Résumé de la décision
La Cour administrative d'appel de Nantes avait précédemment annulé un arrêté approuvant un plan de prévention des risques technologiques lié au stockage souterrain de gaz à Céré-la-Ronde, suite à un recours de l'association des riverains et usagers de stockage souterrain de gaz Touraine (ARUSS Gaz Touraine) et d'une personne physique. Toutefois, dans son arrêt du 15 avril 2016, la cour avait jugé que l'insuffisance des modalités de concertation décidées par les préfets constituait une irrégularité affectant l'arrêté. Le ministre chargé de l'environnement a alors formé un pourvoi en cassation. La décision de la Cour suprême a annulé l'arrêt de la cour d'appel au motif d'une erreur de droit.
Arguments pertinents
1. Invoquer des irrégularités de procédure :
La décision confirme que lorsqu'un recours est formé contre un arrêté approuvant un plan de prévention des risques, le requérant peut invoquer des irrégularités liées aux modalités de concertation définies par le préfet. Cependant, l'illégalité de la décision par laquelle le préfet a fixé ces modalités ne peut pas être invoquée. La Cour a statué ainsi : « l'auteur d'un recours peut utilement invoquer l'irrégularité de procédure résultant de la méconnaissance des modalités de concertation définies par le préfet, mais ne peut utilement exciper de l'illégalité de la décision par laquelle le préfet a fixé ces modalités. »

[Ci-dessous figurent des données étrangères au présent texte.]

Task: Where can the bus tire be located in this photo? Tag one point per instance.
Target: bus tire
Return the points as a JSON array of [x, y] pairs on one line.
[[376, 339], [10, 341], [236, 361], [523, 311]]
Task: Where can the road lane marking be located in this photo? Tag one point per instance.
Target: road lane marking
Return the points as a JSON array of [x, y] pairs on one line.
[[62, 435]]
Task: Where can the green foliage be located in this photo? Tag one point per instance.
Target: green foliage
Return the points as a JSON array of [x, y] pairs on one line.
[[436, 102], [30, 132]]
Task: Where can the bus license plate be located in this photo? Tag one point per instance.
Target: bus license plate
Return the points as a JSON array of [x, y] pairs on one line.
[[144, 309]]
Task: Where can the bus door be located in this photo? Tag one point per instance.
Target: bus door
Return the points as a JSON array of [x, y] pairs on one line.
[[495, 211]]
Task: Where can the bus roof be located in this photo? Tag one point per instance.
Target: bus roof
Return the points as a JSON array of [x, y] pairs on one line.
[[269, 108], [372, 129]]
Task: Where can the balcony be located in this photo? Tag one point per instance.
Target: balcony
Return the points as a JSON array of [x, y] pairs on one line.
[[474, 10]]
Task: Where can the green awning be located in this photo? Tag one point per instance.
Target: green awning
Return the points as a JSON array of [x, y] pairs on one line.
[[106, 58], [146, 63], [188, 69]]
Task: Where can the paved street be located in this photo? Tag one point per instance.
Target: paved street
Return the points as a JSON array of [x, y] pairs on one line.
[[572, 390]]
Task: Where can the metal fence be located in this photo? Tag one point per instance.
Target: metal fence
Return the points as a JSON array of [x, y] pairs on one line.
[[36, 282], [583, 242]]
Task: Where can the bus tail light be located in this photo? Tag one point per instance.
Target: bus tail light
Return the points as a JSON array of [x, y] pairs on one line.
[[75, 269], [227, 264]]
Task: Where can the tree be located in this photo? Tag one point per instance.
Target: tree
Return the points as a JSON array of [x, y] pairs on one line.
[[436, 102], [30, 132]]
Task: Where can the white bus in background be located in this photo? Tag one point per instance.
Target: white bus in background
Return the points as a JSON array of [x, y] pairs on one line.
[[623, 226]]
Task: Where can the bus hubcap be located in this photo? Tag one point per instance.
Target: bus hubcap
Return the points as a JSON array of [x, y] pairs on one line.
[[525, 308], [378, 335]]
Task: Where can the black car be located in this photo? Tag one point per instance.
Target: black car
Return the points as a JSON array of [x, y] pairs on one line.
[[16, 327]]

2. Erreur de droit de la cour administrative d'appel :
En jugeant que l'illégalité de l'arrêté fixant les modalités de concertation pouvait être invoquée par voie d'exception, la cour d'appel a commis une erreur. Par conséquent, la décision de la cour d'appel a été annulée sans qu'il soit nécessaire d'examiner les autres moyens de pourvoi.
Interprétations et citations légales
Les textes de loi appliqués dans cette décision ont été interprétés de manière à clarifier les prérogatives du préfet en matière de concertation dans l'élaboration des plans de prévention des risques. Voici quelques éléments clés des articles cités :
1. Code de l'environnement - Article L. 515-22 :
- Cet article stipule que le préfet doit définir les modalités de concertation pour l'élaboration d'un plan de prévention des risques technologiques. Il précise également les parties qui doivent être associées à cette élaboration : "Sont notamment associés à l'élaboration du plan de prévention des risques technologiques les exploitants des installations à l'origine du risque, les communes..."
2. Code de l'urbanisme - Article L. 300-2 :
- Il prévoit les conditions de la concertation et les procédures que l'autorité compétente doit suivre. En particulier, l'article mentionne que les modalités de concertation doivent permettre au public d'accéder aux informations et de formuler des observations : "Ces modalités doivent, pendant une durée suffisante au regard de l'importance du projet, permettre au public d'accéder aux informations relatives au projet..."
3. Code de l'urbanisme - Article L. 600-11 :
- Issue de la même logique, cet article confirme que les documents d'urbanisme ne peuvent être déclarés illégaux à cause de vices dans la concertation tant que les procédures définies par l'autorité ont été respectées : "Les documents d'urbanisme et les opérations mentionnées aux I et II ne sont pas illégaux du seul fait des vices susceptibles d'entacher la concertation..."
La décision rappelle donc l'importance de la clarté procédurale et le droit d'invoquer des irrégularités sans aller jusqu'à remettre en question les choix d'organisation de la concertation par les préfectures.